Cybersecurity remains a significantly overlooked digital frontline. A carefully applied AI infrastructure can prove vital for established companies and start-ups alike.

Imagine, your organisation suddenly discovers it has to cope with an AI voice agent that goes off script, a key company policy is “hallucinated”, and then gets manipulated by a mysterious caller.

Gartner analysts say organisations’ “rush to AI" should be viewed as a learning cycle: monetising innovation, achieved through learning, to fund even more innovation

Shifting Business Priorities

Institute Fellow Scott McGlinchey will not mind my repeating his findings from the commercially nervy time of the COVID global pandemic.

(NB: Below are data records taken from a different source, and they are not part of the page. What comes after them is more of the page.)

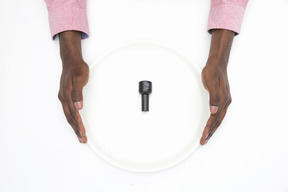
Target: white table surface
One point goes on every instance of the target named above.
(38, 149)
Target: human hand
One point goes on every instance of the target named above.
(215, 81)
(75, 75)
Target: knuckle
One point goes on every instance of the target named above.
(76, 96)
(60, 97)
(229, 101)
(66, 94)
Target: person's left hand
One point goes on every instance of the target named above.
(215, 81)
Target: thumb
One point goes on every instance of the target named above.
(214, 99)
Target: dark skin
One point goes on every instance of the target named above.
(75, 75)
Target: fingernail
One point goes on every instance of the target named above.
(213, 109)
(78, 105)
(203, 141)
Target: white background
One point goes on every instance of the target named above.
(38, 149)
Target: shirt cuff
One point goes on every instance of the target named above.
(226, 16)
(68, 18)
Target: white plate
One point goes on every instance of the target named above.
(120, 132)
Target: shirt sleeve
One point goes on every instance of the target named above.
(226, 14)
(67, 15)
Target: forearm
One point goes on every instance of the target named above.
(221, 43)
(70, 46)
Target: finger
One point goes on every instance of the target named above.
(76, 118)
(210, 124)
(217, 124)
(78, 82)
(69, 118)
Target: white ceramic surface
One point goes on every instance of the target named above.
(120, 132)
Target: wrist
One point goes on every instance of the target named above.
(221, 43)
(70, 46)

Words carrying significantly more resonance now with anxieties currently surrounding the recent hantavirus and ebola outbreaks


Scott McGlinchey - Executive level expertise in Business

  • The veteran Scottish CEO's sixfold plan comes within the context that business priorities continue to shift, requiring increased focus over the short-to-medium-term:

  • Concentrate on digital services that deliver best value for your customers

  • Cloud technology remains key. Whether it is your staff digital workplace or customer engagement processes, making sure you have a clear forward path

  • Review existing digital strategies building a clear and robust cloud-first approach ensuring your business is ready for the next phase of disruption

  • Automation, remote working, cybersecurity and robotics are priorities as they remove labour-intensive processes and reduce cost, safely

  • The digital workplace is not just an add-on or "nice to have". It is a strategic technological environment.

  • Finally, remember it is more than solely products, so ensure your supply chain is sustainability intact and that they too can deliver for you in this "new world" with a essening cross-border dependency also wise

Wikipedia in Town

DataFest 2026, hosted by The Data Lab in Edinburgh, featured a keynote from Wikipedia founder Jimmy Wales who says of leadership: "You have to find people you can trust and lead in such a way that they can trust you."

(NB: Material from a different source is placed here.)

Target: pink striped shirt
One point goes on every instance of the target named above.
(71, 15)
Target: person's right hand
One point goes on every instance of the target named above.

His new book "The Seven Rules of Trust: A Blueprint for Building Things That Last", marks a quarter of a century since the website was launched.


Jimmy Wales book from en.wikipedia.org

The American says of leadership qualities it is "common sense" to take a method and try it "if it fails, admit it frankly and try another. But above all, try something.

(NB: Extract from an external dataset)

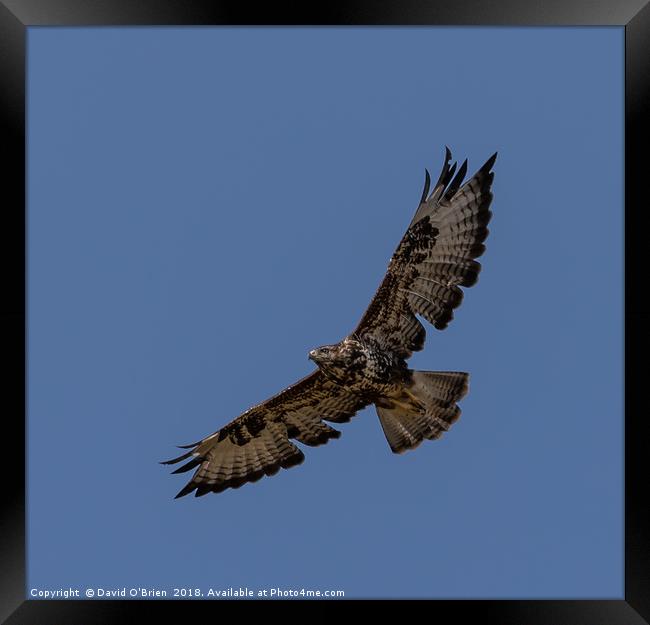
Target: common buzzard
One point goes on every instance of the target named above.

"Have fun. Seriously..that way, even if it doesn't work out, you had a great time trying, and you'll be open to the next thing that comes along as well."

Some might say such a rosy glow approach is all well and good but getting it wrong can have a catastrophic effect on the fortunes of an organisation.

FormusPro warns an acceleration of AI tools adoption often underestimates leadership, governance and accountability challenges: "without fully defining who is responsible for how they behave."

The business leader should not rush to deploy AI to meet business goals without fully weighing up the consequences. Never hesitate to seek advice on a cost-effective solution to achieve measurable value along with that precious ROI and all this means to an organisation’s fortunes.

Big Business Cyber Security Now Available for SMEs

BT Business has launched a comprehensive new suite of cyber security tools. Crucially, giving SMEs access to leading-edge security typically reserved for big businesses.

Powered by Crowdstrike and backed up by free support to help the business leader and their teams deal with the rapidly escalating threat of cybercrime.

The multinational telecom's research reveals a 300 per cent year-on-year rise in malicious scanning activity with connected devices probed an average of 4,000 times A DAY.

Just think of this. The next time you send that rapid email or make a quick call, in between a brace of meetings when your defences might be temporarily down.

BT's latest data indicates the company now prevents 4 million cyber attacks across its networks every day.

An average breach now costs a UK business £3,5504 with 43 per cent experiencing at least one breach or attack in the past year.

SMEs remain a prime target: half report cyber threat risks is "one of their top tech concerns."

Yet close to 1.8 million businesses - around 1-in-3 of the UK's SME population - still lack even basic cyber security measures.